The other day I visited the William Morris museum at Water House in Walthamstow, where I saw plenty of gorgeous wallpapers and textiles. Just as stimulating, however, was the chance to contemplate Morris’s socio-political philosophy and the apparent paradoxes of his life: while his father’s wealth came from investments in the stock market, Morris himself made his living from writing, designing, manufacturing and retailing, all the while advocating and agitating for Marxist socialism. He didn’t succeed in defeating capitalism but he certainly added significant momentum to the cause of a fair and equitable form of society which is, after all, a constant work in progress.
He died, at the age of 62, in 1896 – around the time of the birth of the last known living survivor of the 19th century, news of whom last week prompted stories about the fact that we are living longer. If the current trend is extrapolated, many more people in future can expect to live beyond the age of a hundred and the phrase three score years and ten (surely a euphemism for senescence) will finally become redundant. Life may always be nasty and brutish for many unfortunate humans, but it will no longer be quite as short: in which case we had better get to grips with the quality of it.
Those twenty-somethings who currently find themselves trapped in our dysfunctional capitalist economic system may have seen the glimmer of a benefit to their predicted longevity. While it is a fact that many of them cannot find regular, well-paid employment, decent accommodation or a debt-free future, at least they have more time to sort it out. Why rush to take out a loan to get a degree so that you can search a diminishing job-market for a salary which will enable you to pay back that loan and then take out another loan to buy a gaff? At twenty, you have another 80 years to crack it.

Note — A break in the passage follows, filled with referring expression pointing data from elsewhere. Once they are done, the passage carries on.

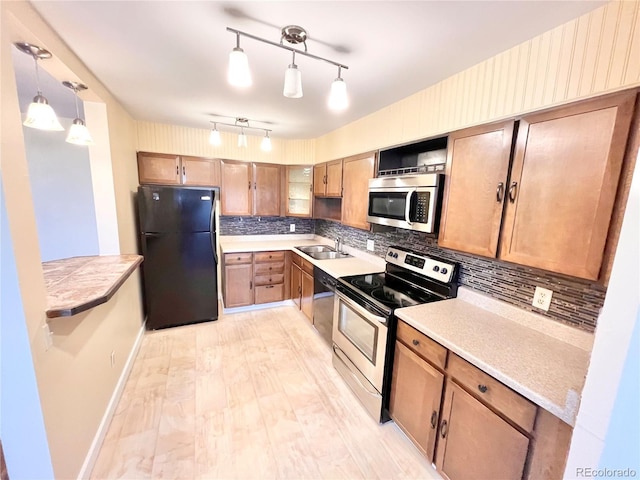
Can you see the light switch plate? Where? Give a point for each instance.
(542, 298)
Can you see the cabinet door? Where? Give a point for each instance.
(159, 169)
(306, 301)
(334, 179)
(266, 185)
(236, 189)
(563, 185)
(475, 186)
(356, 172)
(299, 190)
(416, 392)
(475, 442)
(238, 285)
(320, 179)
(200, 171)
(296, 284)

Here’s the thing to do: bide your time. Follow William Morris’s example: live off mum and dad for as long as possible, become politically active and put your efforts into shaping a society that will serve you instead of the other way around. Do not rest until all the international tax havens are put out of business and the border-dodging corporations are made to pay their share of the cost of running society. Don’t forget that all the while robots are making jobs scarcer so your hope of finding one becomes increasingly hopeless. In any case you may never need one: today’s ‘minimum wage’ could soon, if we all push it, become a universal grant – a ‘citizens’ dividend’ – funded by the taxed profits generated by our robotic industries.
There are encouraging signs that youngsters are already making preparations for such a future. An article in the news recently described how, just when you thought it was all over for doorstep deliveries of bottled milk, a revival has been clocked in cities as diverse as East London, Bristol and Sheffield. There is, apparently, a nascent social-conscience-driven backlash against exploitative supermarkets, coinciding with a growing desire for higher-quality food and drink – as also seen in the outbreak of specialist coffee-houses, real ale micro-breweries and artisan bakeries – most of which appear to be the fruits of the labour of young people. Their parents’ generation was responsible for the degradation of foodstuffs: instant coffee, pasteurised beer, industrial bread and the invention of a whole industry called “food manufacturing” – the products of which account for the spread of obesity and diabetes. But the children are starting to take control of their diets. Perhaps today’s young, knowing that they will live longer, have resolved to stay healthier.
And perhaps they will use some of their lengthened lifespan to extend that period of youthful outrage which is a crucial force in the fight for social justice. William Morris would have.